Honoring Captain Jack Race, WWII Veteran
By Michael T. Naya, Jr. - Young Historians
Photos provided by Michael Naya, Jr.
Throughout the entirety of World War II, a great majority of those serving were young men and women willing to make a difference. That was certainly true for Captain Jack Race. Jack, who will turn 100 on May 30th, was born in Crystal Lake, Pennsylvania. As a young man he took up carpentry alongside his father while self-educating himself by reading. His interest in aviation took shape after seeing Charles Lindbergh’s 1927 solo flight across the Atlantic. Having a longing for higher education, Jack went on to attend college. In his words,
“I graduated from high school and enrolled in the University of Scranton. At Scranton they had a program called the Civilian Training Program. If you were a college student, you could sign up and after taking necessary testing, you became a part of Civilian Pilot Training. After the first year, you’d have a private license and eventually you could go straight through and get your instructors rating. I did that and finished after two years and was offered a job as a flight instructor at the school. I was going to learn to fly to get my licenses. From there I was offered a commission in the Army Air Corps, which I accepted. Prior to that I was employed by the Air Corps as a civilian pilot and my job was to ferry combat airplanes around the country.”

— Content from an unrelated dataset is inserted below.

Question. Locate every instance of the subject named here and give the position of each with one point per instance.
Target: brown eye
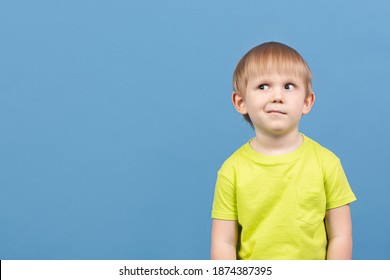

Jack could never have guessed that he would go from a small-town boy to flying one of the most important generals in the British Army. As he recalled,
“I was assigned to the British military. Field Marshall General Bernard Montgomery needed an airplane to do his work and assigned me to fly his Chief of Staff, Major General Sir Francis de Guingand, also called “General Freddie” de Guingand, which I enjoyed very much. I was with the British 21st Army Group until the end of the war.”
Asked about his role in the war, Jack described the flight he considered the highlight of his aviation career:
“My most memorable flight was on May 6, 1945, when I flew ‘General de Guingand to collect Nazi General Alfred Jodl and his delegation in Luneburg and transport them to Rheims to sign the peace treaty. Upon arrival in Luneburg, I watched from the cockpit as de Guingand approached Jodl and the defeated general extended his hand. “I'm so glad that General Freddie shook his hand," Jack said. "He was extending his hand in peace."
Although Jack flew the VIP’s around in a DC-3 aircraft, he had also flown P-47s, B-25s and several other aircraft during the war. For his excellence in flying important missions, he was awarded the Royal Air Force Cross, a distinction very few Americans alive today have received. As Jack approaches his 100th birthday we must remember one of our last living links to the British Army during the war. Jack plans on spending the day with close family and friends and reflecting upon a life well lived.